Who doesn’t like walking into a model home? Everything about the home is beautiful, and many buyers instantly fall in love. New construction is appealing to many buyers because no one has ever lived in the house before, it is customized to their taste, and it is move in ready. However, before buying new construction, there are some things you should know before diving in.
1. You should still use a real estate agent. Many people assume that they do not need an agent since they are buying directly from the builder. While you can buy the home through the sales representative and forego the use of an agent, I highly recommend that you still use one. New construction sales are often more complicated than a regular resale, and builders will require you use their contract versus the resale contract that is usually used in home purchases. Therefore, you want a real estate agent that is there representing you and looking out for your best interests. The agent can also negotiate on your behalf. Keep in mind, the builder is there to sell you the home, not to look out for your best interest and make sure you are getting a good deal. Buyers don’t pay the commission to the real estate agent, so do yourself a favor and hire one to represent you.

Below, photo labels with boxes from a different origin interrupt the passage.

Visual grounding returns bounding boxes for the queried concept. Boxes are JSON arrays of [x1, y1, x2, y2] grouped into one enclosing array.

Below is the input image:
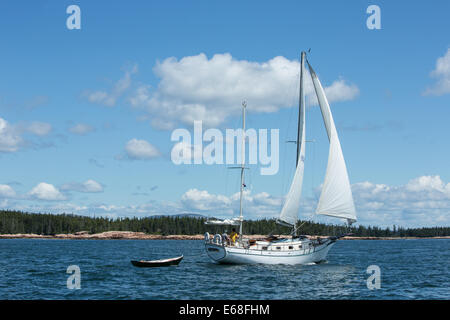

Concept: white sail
[[278, 52, 305, 226], [308, 63, 356, 223]]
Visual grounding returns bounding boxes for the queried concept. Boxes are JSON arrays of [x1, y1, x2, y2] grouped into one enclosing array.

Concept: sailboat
[[205, 52, 356, 264]]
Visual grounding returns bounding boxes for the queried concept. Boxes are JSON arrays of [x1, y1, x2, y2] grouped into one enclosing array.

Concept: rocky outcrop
[[0, 231, 450, 240]]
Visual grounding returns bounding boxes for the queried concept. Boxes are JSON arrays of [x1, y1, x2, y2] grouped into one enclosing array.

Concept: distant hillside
[[0, 210, 450, 237]]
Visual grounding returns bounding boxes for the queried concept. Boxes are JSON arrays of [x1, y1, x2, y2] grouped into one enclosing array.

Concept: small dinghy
[[131, 256, 183, 268]]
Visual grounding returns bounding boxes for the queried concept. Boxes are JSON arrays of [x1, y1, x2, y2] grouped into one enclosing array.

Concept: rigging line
[[280, 72, 300, 210]]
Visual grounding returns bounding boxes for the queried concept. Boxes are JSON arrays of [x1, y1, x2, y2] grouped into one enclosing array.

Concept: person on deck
[[230, 228, 239, 244]]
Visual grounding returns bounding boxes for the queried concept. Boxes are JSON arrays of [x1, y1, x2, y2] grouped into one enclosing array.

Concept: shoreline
[[0, 231, 450, 240]]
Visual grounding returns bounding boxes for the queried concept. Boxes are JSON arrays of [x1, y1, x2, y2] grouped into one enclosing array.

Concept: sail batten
[[308, 63, 356, 223]]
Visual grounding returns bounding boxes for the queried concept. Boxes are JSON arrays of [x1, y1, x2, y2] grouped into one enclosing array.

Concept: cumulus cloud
[[61, 179, 104, 193], [424, 48, 450, 96], [130, 53, 359, 130], [6, 175, 450, 227], [29, 182, 65, 201], [83, 65, 138, 107], [0, 184, 16, 198], [69, 123, 95, 135], [181, 189, 282, 219], [125, 139, 161, 160], [0, 118, 52, 152], [352, 175, 450, 226], [26, 121, 52, 136], [0, 118, 23, 152]]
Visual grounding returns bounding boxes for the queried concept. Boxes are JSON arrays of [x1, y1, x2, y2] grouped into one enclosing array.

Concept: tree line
[[0, 210, 450, 237]]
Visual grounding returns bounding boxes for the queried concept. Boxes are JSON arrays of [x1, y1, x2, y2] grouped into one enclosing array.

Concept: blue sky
[[0, 1, 450, 227]]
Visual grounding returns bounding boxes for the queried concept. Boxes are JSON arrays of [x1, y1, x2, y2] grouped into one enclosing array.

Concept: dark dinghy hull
[[131, 256, 183, 268]]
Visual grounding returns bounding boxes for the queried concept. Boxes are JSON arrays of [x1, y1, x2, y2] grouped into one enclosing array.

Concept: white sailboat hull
[[205, 239, 335, 265]]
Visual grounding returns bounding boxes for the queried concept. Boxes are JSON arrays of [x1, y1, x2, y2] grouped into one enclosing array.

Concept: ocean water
[[0, 239, 450, 300]]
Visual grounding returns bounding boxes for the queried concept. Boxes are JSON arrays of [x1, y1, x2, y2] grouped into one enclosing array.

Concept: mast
[[277, 51, 306, 229], [295, 51, 306, 166], [239, 101, 247, 239]]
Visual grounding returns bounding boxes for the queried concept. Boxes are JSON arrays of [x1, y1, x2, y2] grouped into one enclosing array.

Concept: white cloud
[[29, 182, 65, 201], [84, 65, 138, 107], [69, 123, 95, 135], [5, 175, 450, 227], [125, 139, 161, 160], [61, 179, 104, 193], [26, 121, 52, 136], [181, 189, 282, 219], [130, 53, 359, 129], [0, 118, 23, 152], [352, 176, 450, 226], [181, 189, 232, 213], [0, 118, 52, 152], [424, 48, 450, 96], [0, 184, 16, 198]]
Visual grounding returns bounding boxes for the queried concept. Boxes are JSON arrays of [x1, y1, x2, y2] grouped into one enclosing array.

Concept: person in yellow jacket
[[230, 228, 239, 244]]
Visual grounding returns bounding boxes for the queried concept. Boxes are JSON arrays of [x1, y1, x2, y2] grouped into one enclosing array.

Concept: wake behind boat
[[205, 52, 356, 264]]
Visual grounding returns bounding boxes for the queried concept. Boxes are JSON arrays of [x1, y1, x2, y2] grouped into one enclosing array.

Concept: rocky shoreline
[[0, 231, 450, 240]]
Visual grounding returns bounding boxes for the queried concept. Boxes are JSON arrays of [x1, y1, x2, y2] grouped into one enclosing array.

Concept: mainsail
[[278, 52, 305, 226], [308, 62, 356, 223]]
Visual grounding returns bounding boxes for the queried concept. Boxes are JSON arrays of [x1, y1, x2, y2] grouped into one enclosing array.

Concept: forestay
[[308, 63, 356, 223], [279, 53, 305, 226]]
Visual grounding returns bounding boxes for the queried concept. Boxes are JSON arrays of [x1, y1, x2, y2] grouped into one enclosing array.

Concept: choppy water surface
[[0, 239, 450, 300]]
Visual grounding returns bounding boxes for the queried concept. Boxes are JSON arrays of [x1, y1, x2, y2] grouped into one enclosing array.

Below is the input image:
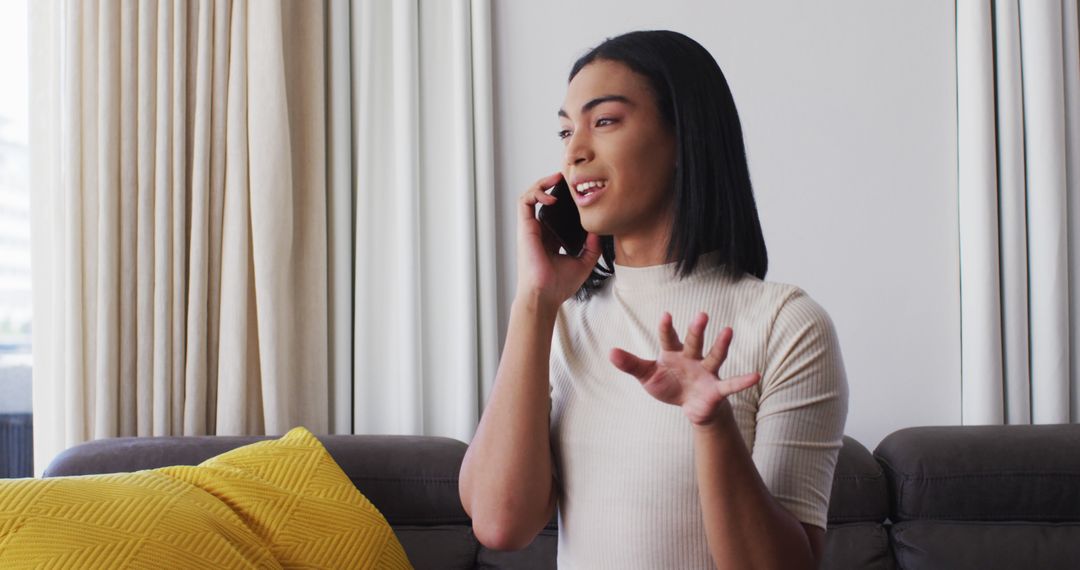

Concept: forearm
[[693, 401, 814, 569], [459, 300, 555, 547]]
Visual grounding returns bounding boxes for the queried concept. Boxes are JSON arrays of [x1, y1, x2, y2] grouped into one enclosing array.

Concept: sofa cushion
[[157, 428, 409, 569], [44, 435, 470, 527], [394, 525, 470, 570], [820, 523, 895, 570], [828, 436, 889, 528], [874, 424, 1080, 521], [0, 428, 409, 568], [889, 520, 1080, 570]]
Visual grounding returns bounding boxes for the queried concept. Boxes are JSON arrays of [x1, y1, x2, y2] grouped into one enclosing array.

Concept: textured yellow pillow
[[0, 428, 409, 569], [0, 471, 282, 569], [161, 428, 410, 569]]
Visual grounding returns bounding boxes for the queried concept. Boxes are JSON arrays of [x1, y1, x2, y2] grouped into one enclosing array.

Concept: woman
[[459, 31, 848, 569]]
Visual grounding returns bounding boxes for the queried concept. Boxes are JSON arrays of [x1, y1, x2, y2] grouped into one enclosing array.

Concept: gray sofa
[[45, 424, 1080, 570]]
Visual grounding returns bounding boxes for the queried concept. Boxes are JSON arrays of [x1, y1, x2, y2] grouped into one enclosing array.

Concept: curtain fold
[[351, 0, 498, 440], [31, 0, 328, 472], [30, 0, 498, 472], [957, 0, 1080, 424]]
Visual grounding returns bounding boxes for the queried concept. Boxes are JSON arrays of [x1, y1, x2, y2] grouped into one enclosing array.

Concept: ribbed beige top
[[551, 253, 848, 570]]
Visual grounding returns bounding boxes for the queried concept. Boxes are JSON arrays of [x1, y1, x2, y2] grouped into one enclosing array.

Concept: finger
[[701, 327, 734, 375], [518, 173, 563, 219], [660, 312, 683, 352], [683, 313, 708, 361], [578, 232, 604, 264], [608, 349, 657, 381], [716, 372, 761, 397]]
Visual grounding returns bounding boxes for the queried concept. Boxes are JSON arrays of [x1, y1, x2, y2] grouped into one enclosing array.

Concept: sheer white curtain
[[957, 0, 1080, 424], [30, 0, 496, 472], [328, 0, 498, 442]]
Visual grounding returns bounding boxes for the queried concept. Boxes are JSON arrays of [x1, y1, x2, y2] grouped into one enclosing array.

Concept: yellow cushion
[[0, 428, 409, 569]]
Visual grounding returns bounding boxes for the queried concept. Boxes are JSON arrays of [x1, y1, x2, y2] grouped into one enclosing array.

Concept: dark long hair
[[567, 30, 769, 300]]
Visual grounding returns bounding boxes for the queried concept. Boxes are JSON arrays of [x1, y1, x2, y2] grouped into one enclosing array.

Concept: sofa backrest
[[874, 424, 1080, 569], [45, 424, 1080, 570]]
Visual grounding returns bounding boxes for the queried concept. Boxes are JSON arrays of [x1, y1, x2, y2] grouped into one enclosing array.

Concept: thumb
[[578, 232, 604, 269]]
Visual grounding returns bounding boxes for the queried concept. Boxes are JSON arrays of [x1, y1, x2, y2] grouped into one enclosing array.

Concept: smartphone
[[537, 178, 589, 257]]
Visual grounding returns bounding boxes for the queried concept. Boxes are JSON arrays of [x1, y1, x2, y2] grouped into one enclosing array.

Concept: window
[[0, 0, 33, 477]]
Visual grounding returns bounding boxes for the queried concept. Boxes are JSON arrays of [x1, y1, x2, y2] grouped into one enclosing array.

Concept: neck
[[612, 216, 674, 267]]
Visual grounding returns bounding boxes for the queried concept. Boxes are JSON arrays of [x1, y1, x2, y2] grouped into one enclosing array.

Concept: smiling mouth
[[575, 180, 607, 196]]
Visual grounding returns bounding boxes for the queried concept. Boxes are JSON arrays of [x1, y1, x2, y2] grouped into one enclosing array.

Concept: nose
[[565, 131, 593, 166]]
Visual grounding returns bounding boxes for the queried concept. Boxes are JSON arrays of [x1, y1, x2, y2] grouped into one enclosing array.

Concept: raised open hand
[[609, 313, 761, 425]]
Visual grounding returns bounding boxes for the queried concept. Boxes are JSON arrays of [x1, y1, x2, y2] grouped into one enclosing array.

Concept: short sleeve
[[753, 289, 848, 529]]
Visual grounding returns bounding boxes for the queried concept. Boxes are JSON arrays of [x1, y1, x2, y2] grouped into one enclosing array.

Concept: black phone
[[537, 178, 589, 257]]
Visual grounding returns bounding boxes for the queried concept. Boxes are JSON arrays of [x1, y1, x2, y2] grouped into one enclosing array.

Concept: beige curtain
[[957, 0, 1080, 424], [30, 0, 328, 472]]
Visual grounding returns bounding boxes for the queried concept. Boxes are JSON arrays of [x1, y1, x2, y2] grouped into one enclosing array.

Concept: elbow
[[473, 519, 536, 551]]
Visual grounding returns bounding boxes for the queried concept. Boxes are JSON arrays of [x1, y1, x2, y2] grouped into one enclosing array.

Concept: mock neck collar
[[611, 249, 721, 291]]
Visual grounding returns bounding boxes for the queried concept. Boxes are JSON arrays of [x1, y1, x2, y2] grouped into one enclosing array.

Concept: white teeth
[[577, 180, 607, 195]]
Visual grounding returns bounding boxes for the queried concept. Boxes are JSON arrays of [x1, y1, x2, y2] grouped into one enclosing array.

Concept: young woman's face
[[558, 59, 675, 243]]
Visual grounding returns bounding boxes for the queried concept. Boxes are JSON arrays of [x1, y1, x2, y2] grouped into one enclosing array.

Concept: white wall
[[492, 0, 960, 449]]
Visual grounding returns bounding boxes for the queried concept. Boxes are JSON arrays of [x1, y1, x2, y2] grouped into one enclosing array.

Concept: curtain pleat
[[1062, 1, 1080, 422], [991, 0, 1031, 423], [31, 0, 498, 471], [326, 0, 354, 434], [31, 0, 328, 470], [1020, 2, 1077, 423], [956, 0, 1002, 423], [351, 0, 498, 440], [957, 0, 1080, 423]]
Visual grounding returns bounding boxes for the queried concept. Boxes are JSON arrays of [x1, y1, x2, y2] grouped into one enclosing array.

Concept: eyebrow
[[558, 95, 634, 119]]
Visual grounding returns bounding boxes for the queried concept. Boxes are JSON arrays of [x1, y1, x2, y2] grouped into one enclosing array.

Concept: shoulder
[[738, 275, 836, 344]]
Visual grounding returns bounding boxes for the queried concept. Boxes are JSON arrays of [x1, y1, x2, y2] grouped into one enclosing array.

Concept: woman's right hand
[[517, 173, 600, 309]]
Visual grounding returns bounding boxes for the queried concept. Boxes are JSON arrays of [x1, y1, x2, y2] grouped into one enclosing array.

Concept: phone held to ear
[[537, 178, 589, 257]]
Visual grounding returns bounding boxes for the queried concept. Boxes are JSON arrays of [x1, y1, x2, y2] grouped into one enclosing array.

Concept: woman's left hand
[[610, 313, 761, 426]]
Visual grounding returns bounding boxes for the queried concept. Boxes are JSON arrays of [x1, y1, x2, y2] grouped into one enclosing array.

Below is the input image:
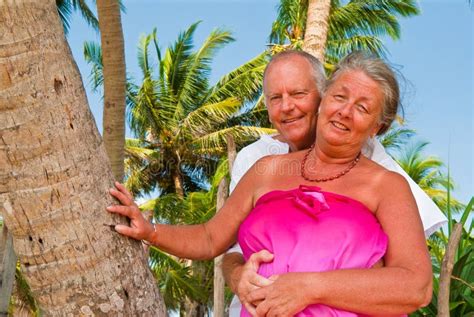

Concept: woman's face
[[317, 70, 384, 147], [264, 56, 320, 151]]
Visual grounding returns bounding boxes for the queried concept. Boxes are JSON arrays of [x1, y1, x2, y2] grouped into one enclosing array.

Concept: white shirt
[[227, 135, 447, 317]]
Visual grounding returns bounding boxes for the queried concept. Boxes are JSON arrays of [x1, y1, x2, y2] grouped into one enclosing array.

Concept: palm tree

2. The best time to buy. The best time to buy a new construction home is at the end of every quarter. Builders have sales goals they need to meet, and they tend to be more aggressive with their sales incentives toward the end of the quarter. Another great time of the year to buy is December. Most people are preparing for the holidays and not thinking about buying a new home. Since business goes down in December, builders are more willing to play ball when they find someone that is interested in purchasing and you are more likely to get a good deal on the home.
3. Builder list prices. In general, builders don’t like to reduce their prices, because it sets a precedence for what the future home sales in that neighborhood will be. They are more likely to throw in incentives such as all closing costs paid. However, every day that an inventory home sits on the market, it loses value. Look for inventory homes that have been sitting on the market 45 days or longer. The builder will be more willing to negotiate on these homes in order to get them sold.
4. What you see is not always what you get. Model homes are built to impress buyers that walk through the door. That being said, many model homes contain expensive upgrades that are not standard throughout the home. I equate it to test driving a car. When you ask to test drive a car, they put you in the top of the line model with all the upgrades, hoping they can sell you that specific car while you’re driving it. Model homes are pretty similar to this. When visiting models, be sure to ask what is standard with the home and what is an upgrade. The last thing you want is to be disappointed when you thought you were buying one home, only to find out the upgrades are out of your budget.
5. Research the builder and their lender before purchasing. This is an important one. Research the builder, their reputation, and what things they offer. Also do some research on the builder’s preferred lender. Often times, builders will offer incentives to buyers if they use this specific lender. This doesn’t mean you have to automatically use them. You still have the right to shop around and find the best loan for you, and not the builder. Because construction loans and a larger down payment are not required, the builder takes a huge risk in building a new home. By using their preferred lender, it allows them to see that you are a good credit risk, and they aren’t taking as much of a chance. This is why they like buyers to use their preferred lender, but keep in mind, the choice is yours to make.